1. First smooth the signal with a huge window at least twice as big as the expected bad section.
2. Then find the difference between the smoothed signal and the actual data.
3. Look for sections where the difference is big and identify the bad section.
4. Do a linear interpolation to bridge the gap across the bad section, then update the difference signal with that new interpolated signal.
5. Look at the mean of the difference signal in the bad section and assume that all bad data is to get lifted by the same amount.
6. Lift the bad data by the average lift amount.
Full demo below:
clc; % Clear the command window.
close all; % Close all figures (except those of imtool.)

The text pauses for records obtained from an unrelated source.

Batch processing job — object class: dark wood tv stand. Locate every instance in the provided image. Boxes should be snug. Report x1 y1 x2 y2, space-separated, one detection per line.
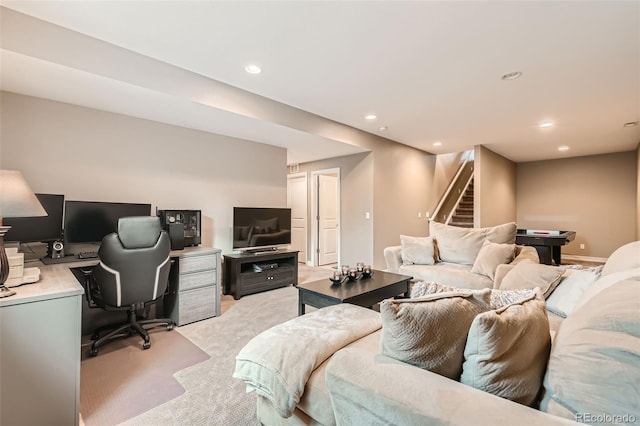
223 250 299 300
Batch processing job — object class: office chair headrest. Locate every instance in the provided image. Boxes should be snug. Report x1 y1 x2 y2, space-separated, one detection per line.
117 216 162 249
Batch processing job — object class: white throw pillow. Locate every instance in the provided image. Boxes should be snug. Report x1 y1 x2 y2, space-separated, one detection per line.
400 235 436 265
471 241 516 280
545 269 600 318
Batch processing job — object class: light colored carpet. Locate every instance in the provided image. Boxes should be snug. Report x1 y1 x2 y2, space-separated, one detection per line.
80 329 210 426
119 264 333 426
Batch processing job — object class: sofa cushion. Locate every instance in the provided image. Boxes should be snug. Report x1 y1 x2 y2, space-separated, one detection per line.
496 263 564 298
461 289 551 407
400 235 436 265
540 276 640 422
429 221 516 265
379 289 491 380
471 241 516 280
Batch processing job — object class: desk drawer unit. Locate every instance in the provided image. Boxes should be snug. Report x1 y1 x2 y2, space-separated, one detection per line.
165 247 221 326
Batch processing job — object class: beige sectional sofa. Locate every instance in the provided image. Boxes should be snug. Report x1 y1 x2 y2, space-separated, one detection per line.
384 221 539 289
234 240 640 426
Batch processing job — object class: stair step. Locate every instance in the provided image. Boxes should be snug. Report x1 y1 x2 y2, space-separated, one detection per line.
454 215 473 220
449 221 473 228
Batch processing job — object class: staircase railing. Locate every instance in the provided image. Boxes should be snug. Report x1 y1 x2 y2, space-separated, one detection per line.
431 150 474 224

clear; % Erase all existing variables. Or clearvars if you want.
workspace; % Make sure the workspace panel is showing.
format long g;
format compact;
fontSize = 15;
% Create uncorrupted data as a noisy sine wave.
x = linspace(pi/4,pi/2,60);
Y = sin(x) + randn(size(x))/80;
% plot(X, Y, 'b--s', 'LineWidth', 2);
% hold on
% Lower a chunk of it.
a=1.1; %unknown
b=-0.5; %unknown
I = 1 <= x & x <= 1.3; %KNOWN
Yc = Y;
Yc(I) = a*Y(I)+b; %corrupted signal
% Plot original signal.
subplot(2, 1, 1);
plot(x, Yc, '--s', 'LineWidth', 2);
grid on;
xlabel('x', 'FontSize', fontSize);
ylabel('y', 'FontSize', fontSize);
title('Original Signal', 'FontSize', fontSize);
% Now we have data and we can begin.
%======================================================
% Get a smoothed signal
windowSize = 31;
ym = movmax(Yc, windowSize);
% Plot it.
hold on;
plot(x, ym, '-', 'LineWidth', 2);
% Find the difference between smoothed and actual
diffSignal = abs(ym - Yc);
plot(x, diffSignal, '-', 'LineWidth', 2);
% The lowered signal is where the difference is more than 3
% Get the good data.
threshold = 0.3;
yline(threshold, 'Color', 'g', 'LineWidth', 3);
goodIndexes = diffSignal < threshold;
xGood = x(goodIndexes);
yGood = Yc(goodIndexes);
% Interpolate over the bad section.
ym = interp1(xGood, yGood, x);
% Plot the interpolated section
plot(x, ym, 'm-');
% Update the difference signal.
diffSignal = abs(ym - Yc);
% Get average difference over ths bad section
yRepaired = Yc; % Initialize
% Plot repaired signal.
subplot(2, 1, 2);
plot(x, yRepaired, 'g.-', 'LineWidth', 2, 'MarkerSize', 20);
grid on;
xlabel('x', 'FontSize', fontSize);
ylabel('y', 'FontSize', fontSize);
title('Repaired Signal', 'FontSize', fontSize);
g = gcf;
g.WindowState = 'maximized'; The initial smooth signal is in red. The interpolated, improced smooth signal is in magenta. The difference between the magenta line and the original blue data is in yellow. The repaired signal is in the bottom graph in green. Note how the data in the lifted section still has it's variations (it's not a smooth or straight line), it's just "lifted" up to where it should have been at the start.
Matt J on 11 Aug 2021
That would be equivalent to the approach I mentioned in my original post that I am looking to improve upon.
Actually, I take that back. It would be equivalent to an additive linear correction
Y_restored(I)=Yc(I)+c1*X(I)+c2
That is interesting, although there is still the issue with this method that it uses data at only 2 points to fit c1 and c2 (and so is sensitive to noise). Still, it is food for thought.